A photo accompanying the Gilead story showed one of the plaintiffs, a 66-year old Florida man who took Truvada for 12 years and developed kidney disease and osteoporosis. His doctor told him he had “the bones of a 90-year-old woman.”
Temofivir was first synthesized in a Czech lab in the 1980s… Foster City is built on landfill and one of these days an earthquake might bring God’s wrath down on Gilead Sciences… Marijuana can’t be patented because it’s a plant. Capitalists have found other ways to commodify it.
Burning Man for Hasidic Jews!
This year both the Guardian and the New York Times covered the pilgrimage to Uman by Hasidic Jews. Here’s the Times lede by Jeffrey Gettleman:
“Every Jewish New Year, even this one during a raging war, thousands of Hasidic pilgrims turn this city in central Ukraine into a mini Jerusalem.

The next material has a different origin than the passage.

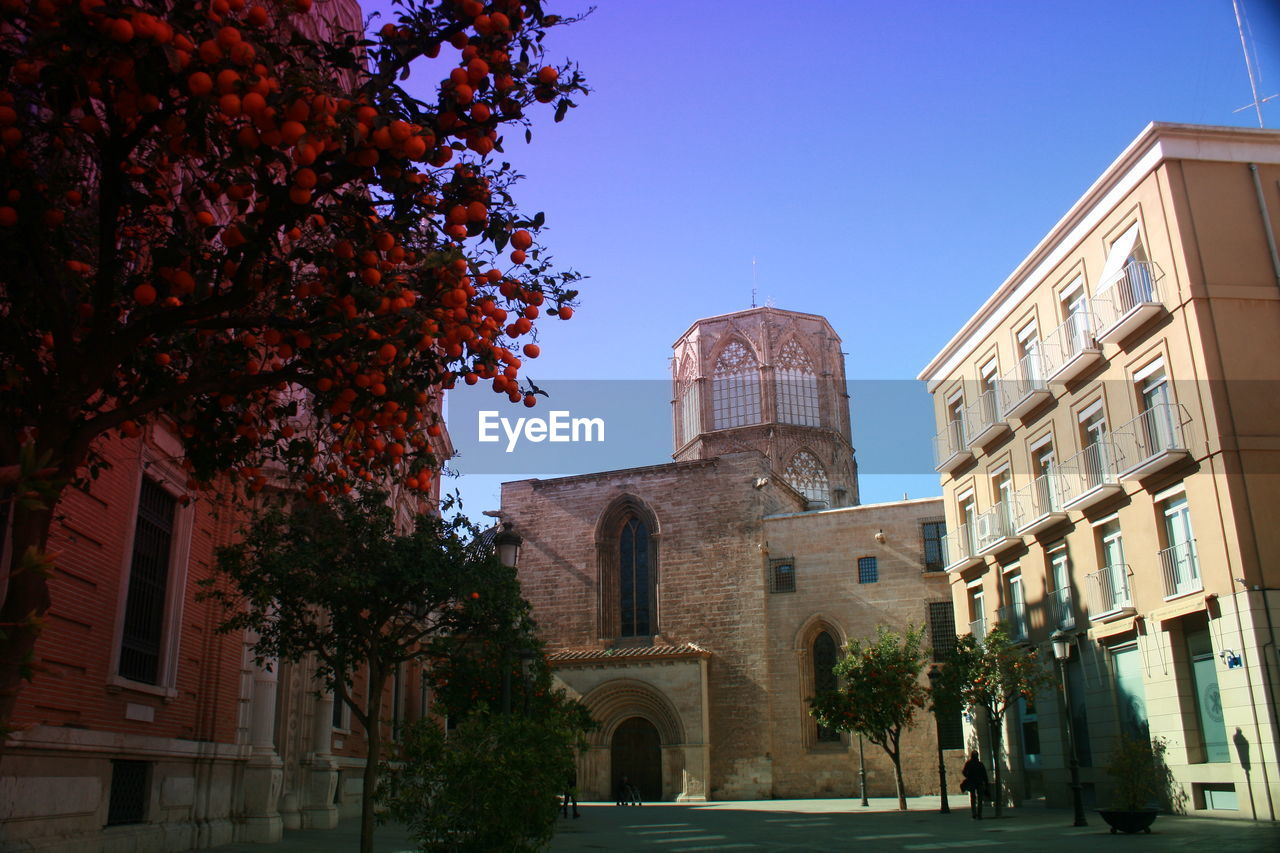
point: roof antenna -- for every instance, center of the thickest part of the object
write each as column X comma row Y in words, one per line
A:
column 1249, row 64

“They roam around in big groups sucking down Coke Zero and kosher pizza, paying in shekels. They pump out Hebrew hip-hop and dance hard together in the middle of the street.

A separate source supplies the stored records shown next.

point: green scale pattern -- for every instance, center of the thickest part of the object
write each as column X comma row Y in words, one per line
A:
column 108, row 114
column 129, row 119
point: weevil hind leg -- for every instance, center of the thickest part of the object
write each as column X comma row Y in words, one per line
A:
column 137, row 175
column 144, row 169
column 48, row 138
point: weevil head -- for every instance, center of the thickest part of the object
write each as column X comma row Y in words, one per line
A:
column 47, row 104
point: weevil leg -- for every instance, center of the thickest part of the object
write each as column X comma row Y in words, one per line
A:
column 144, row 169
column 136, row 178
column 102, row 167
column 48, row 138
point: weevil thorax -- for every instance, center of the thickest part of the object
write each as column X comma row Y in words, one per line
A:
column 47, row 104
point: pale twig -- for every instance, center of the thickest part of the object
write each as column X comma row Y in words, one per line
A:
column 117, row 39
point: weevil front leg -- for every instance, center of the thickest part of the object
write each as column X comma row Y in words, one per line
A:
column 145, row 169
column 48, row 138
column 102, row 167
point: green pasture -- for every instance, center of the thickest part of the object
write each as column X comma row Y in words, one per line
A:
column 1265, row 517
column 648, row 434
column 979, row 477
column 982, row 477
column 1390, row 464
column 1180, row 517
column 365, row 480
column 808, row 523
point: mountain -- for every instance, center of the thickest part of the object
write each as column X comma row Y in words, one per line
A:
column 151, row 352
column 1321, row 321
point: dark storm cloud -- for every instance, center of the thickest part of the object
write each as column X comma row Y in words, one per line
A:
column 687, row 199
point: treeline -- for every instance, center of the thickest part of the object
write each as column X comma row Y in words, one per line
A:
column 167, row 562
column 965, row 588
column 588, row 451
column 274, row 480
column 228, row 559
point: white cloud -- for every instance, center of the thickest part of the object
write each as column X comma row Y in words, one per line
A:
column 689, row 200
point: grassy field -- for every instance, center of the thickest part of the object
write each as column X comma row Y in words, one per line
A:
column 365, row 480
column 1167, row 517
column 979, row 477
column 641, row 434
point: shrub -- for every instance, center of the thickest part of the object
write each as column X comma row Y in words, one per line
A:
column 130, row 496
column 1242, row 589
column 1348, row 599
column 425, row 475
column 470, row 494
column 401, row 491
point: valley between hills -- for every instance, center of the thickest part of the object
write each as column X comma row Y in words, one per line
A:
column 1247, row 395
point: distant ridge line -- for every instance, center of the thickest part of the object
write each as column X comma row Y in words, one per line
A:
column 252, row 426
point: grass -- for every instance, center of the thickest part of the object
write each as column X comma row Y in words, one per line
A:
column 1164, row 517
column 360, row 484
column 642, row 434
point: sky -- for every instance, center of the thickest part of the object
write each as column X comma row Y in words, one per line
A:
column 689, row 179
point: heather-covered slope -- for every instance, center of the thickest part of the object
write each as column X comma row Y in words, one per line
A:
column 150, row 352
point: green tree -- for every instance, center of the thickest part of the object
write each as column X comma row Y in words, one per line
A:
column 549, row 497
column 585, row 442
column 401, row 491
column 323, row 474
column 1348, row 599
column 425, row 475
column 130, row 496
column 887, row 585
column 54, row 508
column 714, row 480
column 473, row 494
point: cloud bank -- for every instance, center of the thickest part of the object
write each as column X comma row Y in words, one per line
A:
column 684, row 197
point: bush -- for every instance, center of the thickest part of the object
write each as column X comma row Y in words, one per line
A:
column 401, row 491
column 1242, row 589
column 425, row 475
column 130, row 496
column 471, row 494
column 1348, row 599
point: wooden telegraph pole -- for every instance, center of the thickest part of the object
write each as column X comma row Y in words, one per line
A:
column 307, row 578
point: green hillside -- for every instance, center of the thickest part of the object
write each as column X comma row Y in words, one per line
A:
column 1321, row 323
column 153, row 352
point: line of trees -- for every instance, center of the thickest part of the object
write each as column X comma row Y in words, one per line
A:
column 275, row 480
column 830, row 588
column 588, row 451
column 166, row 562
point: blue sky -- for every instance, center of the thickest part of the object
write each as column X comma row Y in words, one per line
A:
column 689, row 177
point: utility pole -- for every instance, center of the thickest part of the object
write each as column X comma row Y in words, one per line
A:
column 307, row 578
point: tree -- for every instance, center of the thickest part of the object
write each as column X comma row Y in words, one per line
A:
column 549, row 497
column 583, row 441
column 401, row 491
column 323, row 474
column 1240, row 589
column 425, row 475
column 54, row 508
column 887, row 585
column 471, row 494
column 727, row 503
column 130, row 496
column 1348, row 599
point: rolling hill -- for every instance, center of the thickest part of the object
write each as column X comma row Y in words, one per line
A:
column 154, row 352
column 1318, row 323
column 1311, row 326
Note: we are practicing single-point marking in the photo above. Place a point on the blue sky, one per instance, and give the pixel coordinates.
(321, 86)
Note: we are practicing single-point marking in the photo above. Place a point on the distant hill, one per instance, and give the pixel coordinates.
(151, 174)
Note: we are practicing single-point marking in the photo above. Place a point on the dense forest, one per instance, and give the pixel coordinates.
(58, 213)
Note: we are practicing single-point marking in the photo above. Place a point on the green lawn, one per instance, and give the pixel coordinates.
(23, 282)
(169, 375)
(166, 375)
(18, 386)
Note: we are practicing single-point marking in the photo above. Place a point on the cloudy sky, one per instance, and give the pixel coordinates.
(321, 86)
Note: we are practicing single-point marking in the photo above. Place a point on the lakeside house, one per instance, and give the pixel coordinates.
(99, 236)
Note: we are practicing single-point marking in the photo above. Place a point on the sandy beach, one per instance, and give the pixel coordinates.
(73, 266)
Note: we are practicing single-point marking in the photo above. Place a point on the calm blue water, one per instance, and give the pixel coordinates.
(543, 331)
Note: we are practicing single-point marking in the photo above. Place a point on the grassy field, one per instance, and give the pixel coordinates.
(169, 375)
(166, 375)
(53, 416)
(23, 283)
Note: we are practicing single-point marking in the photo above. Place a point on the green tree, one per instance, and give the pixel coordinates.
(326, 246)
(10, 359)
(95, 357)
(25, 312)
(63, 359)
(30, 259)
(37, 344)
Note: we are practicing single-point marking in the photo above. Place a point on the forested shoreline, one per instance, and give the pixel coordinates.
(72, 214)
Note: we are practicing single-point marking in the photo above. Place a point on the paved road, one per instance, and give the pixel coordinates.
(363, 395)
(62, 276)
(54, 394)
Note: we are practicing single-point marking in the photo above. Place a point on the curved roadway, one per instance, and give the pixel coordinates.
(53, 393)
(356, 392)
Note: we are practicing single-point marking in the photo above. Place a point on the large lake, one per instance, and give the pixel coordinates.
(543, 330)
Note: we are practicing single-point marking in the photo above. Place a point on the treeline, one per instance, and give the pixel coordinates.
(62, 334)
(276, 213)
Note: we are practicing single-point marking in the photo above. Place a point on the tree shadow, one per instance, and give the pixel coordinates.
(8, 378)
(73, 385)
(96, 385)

“They exchange blessings — ‘I ask God to give you a sense of belonging, to give you stability, to grow your business this year’ — and drink copious amounts of red wine way past the wartime curfew…
“This year, even Europe’s biggest war in generations and extensive travel warnings could not stop the pilgrimage. More than 35,000 people, nearly all of them men and boys, showed up over the weekend, upending stereotypes of Hasidic Jews who often cut an austere image with their black hats and long black coats. Many of the Hasidim who came to Uman came to party.”
The reason the partiers were “nearly all” males is that Ultra-Orthodox Jews are male chauvinists and proud of it.
Rosie and I were once on a cross-country flight with an Ultra-Ortho couple, both about 30 years old, and their four children ages five and under. The kids were ultra restless, crying and yelling from coast to coast. The overwhelmed mother was always trying to feed them or shushing them or leading them down the aisle. Her husband, who cut the familiar image in a beaver hat and a heavy black coat, kept mumbling into his prayer book, rocking back and forth, and never lifted a finger to help with the kids.
The annual “pilgrimage” to Uman is supposed to honor Rebbe Nachman of Breslov, who died there in 1810. His great-grandfather is considered the founder of Hasidism.